Longhorn beetle native to New Zealand

Coptomma variegatum, also known by the names variegated longhorn and tawa longhorn, is a species of longhorn beetle that is endemic to New Zealand.

==Taxonomy==

The species was one of the first 40 New Zealand insect species to be described, and was collected by naturalists as a part of the Second voyage of James Cook. Upon return to the United Kingdom, the species was described by Johan Christian Fabricius in 1755, who used the name Callidium variegatum. In 1840, British entomologist Edward Newman created the genus Coptomma, describing Coptomma virgatum as the type species for the genus. In 1843, German entomologist Ernst Dieffenbach synonymised Callidium variegatum and Coptomma virgatum, leading to the modern scientific name Coptomma variegatum.

The holotype of the species was deposited in John George Children's collection of beetles in London, but has since been lost. The two original descriptions by Fabricius and Newman identified the species as being a native of Australia, which was incorrect.

==Description==

The species can grow up to 22 mm in length. Coptomma variegatum is visually similar to the genus Navomorpha, but can be identified by the pronotum of Coptomma variegatum being wider than it is long, the angle of the head between the frons and vertex being greater than 100°, and the absence of an overhanging mesosternal process in Coptomma variegatum.

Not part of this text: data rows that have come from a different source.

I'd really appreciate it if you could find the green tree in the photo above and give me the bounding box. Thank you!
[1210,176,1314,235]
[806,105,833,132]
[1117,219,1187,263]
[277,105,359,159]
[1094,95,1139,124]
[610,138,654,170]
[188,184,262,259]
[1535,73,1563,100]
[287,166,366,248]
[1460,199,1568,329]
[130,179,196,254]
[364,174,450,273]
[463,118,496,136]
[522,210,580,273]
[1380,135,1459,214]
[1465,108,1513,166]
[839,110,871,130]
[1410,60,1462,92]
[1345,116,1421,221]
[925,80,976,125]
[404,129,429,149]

==Habitat and distribution==
This species is primarily found in forested areas of New Zealand in both the North Island and South Island. The larvae are typically found in dead trees. Known host species of the beetle include Beilschmiedia tawa, Sophora microphylla and Sophora tetraptera, as well as introduced species, including Acacia dealbata, Acacia decurrens, Acacia mearnsii, Castanea sativa (sweet chestnut) and Paraserianthes lophantha.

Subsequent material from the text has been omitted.